United States Competitiveness

January 23rd, 2006

Posted by: Roger Pielke, Jr.

It looks like science policy issues might be increasing at the focus of policy makers attention in the near term. Chemical & Engineering News reported late last week,

“A bipartisan group of senators plans to introduce a package of legislation next week aimed at boosting U.S. competitiveness in science and technology by doubling federal funding for basic research and establishing a new science agency within the Department of Energy. The bills will be collectively titled the Protect America’s Competitive Edge Act. They would implement 20 recommendations contained in an October 2005 report by the National Academy of Sciences (NAS) that outlined a series of steps the U.S. should take to maintain its global economic competitiveness. The legislation would establish an agency at DOE called the Advanced Research Projects Agency—Energy (ARPA-E) that would provide grants for “high-risk” research and development programs in the energy sector.”

The 20 recommendations referred to are from the NAS report “Rising Above The Gathering Storm: Energizing and Employing America for a Brighter Economic Future”. The report was in response to a request from Congress that asked:

(1) What are the top 10 actions, in priority order, that federal policy-makers could take to enhance the science and technology enterprise so that the United States can successfully compete, prosper, and be secure in the global community of the 21st Century?

2) What strategy, with several concrete steps, could be used to implement each of those actions?

Like kids in a candy store, the NAS committee was unable to limit itself to just 10 and came up with a list of 20 recommendations. Here are the recommendations:

Annually recruit 10,000 science and mathematics teachers by awarding 4-year scholarships and thereby educating 10 million minds.

Strengthen the skills of 250,000 teachers through training and education programs at summer institutes, in master’s programs, and Advanced Placement and International Baccalaureate training programs and thus inspire students every day.

Enlarge the pipeline by increasing the number of students who take AP and IB science and mathematics courses.

Increase the federal investment in long-term basic research by 10% a year over the next 7 years.

Provide new research grants of $500,000 each annually, payable over 5 years, to 200 of our most outstanding early-career scientists.

Institute a National Coordination Office for Research Infrastructure to manage a centralized research-infrastructure fund of $500 million per year over the next 5 years.

Allocate at least 8% of the budgets of federal research agencies to discretionary funding.

Create in the Department of Energy and organization like the Defense Advanced Research Projects Office called the Advanced Research Projects Agency-Energy.

Institute a Presidential Innovation Award to stimulate scientific and engineering advances in the national interest.

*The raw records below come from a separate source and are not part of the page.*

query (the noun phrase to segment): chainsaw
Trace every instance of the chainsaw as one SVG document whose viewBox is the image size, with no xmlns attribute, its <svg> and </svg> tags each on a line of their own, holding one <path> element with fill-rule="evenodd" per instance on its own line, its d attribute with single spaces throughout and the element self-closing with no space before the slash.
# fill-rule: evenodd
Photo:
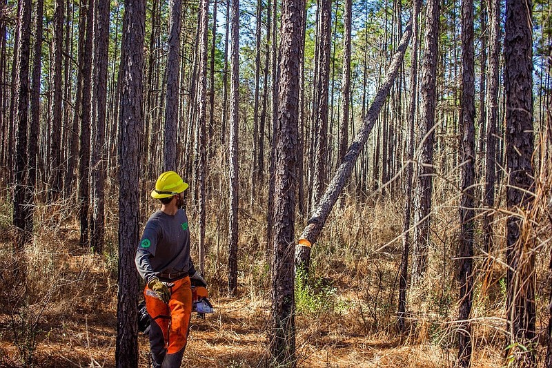
<svg viewBox="0 0 552 368">
<path fill-rule="evenodd" d="M 192 280 L 192 312 L 196 312 L 201 319 L 205 314 L 214 311 L 213 304 L 209 301 L 207 288 Z M 148 335 L 150 332 L 150 316 L 146 309 L 146 300 L 138 304 L 138 331 Z"/>
</svg>

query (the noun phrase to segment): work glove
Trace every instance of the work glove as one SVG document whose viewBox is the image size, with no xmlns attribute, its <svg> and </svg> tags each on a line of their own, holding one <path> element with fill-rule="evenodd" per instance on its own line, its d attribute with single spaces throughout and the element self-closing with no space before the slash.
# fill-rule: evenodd
<svg viewBox="0 0 552 368">
<path fill-rule="evenodd" d="M 196 271 L 195 273 L 190 276 L 190 280 L 195 281 L 195 283 L 204 287 L 207 287 L 207 282 L 201 277 L 199 272 Z"/>
<path fill-rule="evenodd" d="M 170 286 L 172 286 L 170 284 Z M 153 278 L 148 282 L 148 287 L 155 291 L 159 297 L 159 299 L 163 300 L 164 303 L 168 303 L 170 299 L 170 291 L 169 291 L 167 285 L 161 281 L 157 278 Z"/>
</svg>

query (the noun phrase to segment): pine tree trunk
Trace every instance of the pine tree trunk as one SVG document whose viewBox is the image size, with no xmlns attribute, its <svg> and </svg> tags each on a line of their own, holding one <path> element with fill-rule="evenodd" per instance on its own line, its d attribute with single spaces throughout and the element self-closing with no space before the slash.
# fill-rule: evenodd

Increase the number and proportion of US citizens who earn physical-sciences, life-sciences, engineering, and mathematics bachelor’s degrees by providing 25,000 new 4-year competitive undergraduate scholarships each year to US citizens attending US institutions.

Increase the number of US citizens pursuing graduate study in “areas of national need” by funding 5,000 new graduate fellowships each year.

Provide a federal tax credit to encourage employers to make continuing education available (either internally or through colleges and universities) to practicing scientists and engineers.

Continue to improve visa processing for international students and scholars.

Provide a 1-year automatic visa extension to international students who receive doctorates or the equivalent in science, technology, engineering, mathematics, or other fields of national need at qualified US institutions to remain in the United States to seek employment. If these students are offered jobs by United States-based employers and pass a security screening test. They should be provided automatic work permits and expedited residence status.

Institute a new skills-based, preferential immigration option.

Reform the current system of “deemed exports.”

Enhance intellectual-property protection for the 21st century global economy.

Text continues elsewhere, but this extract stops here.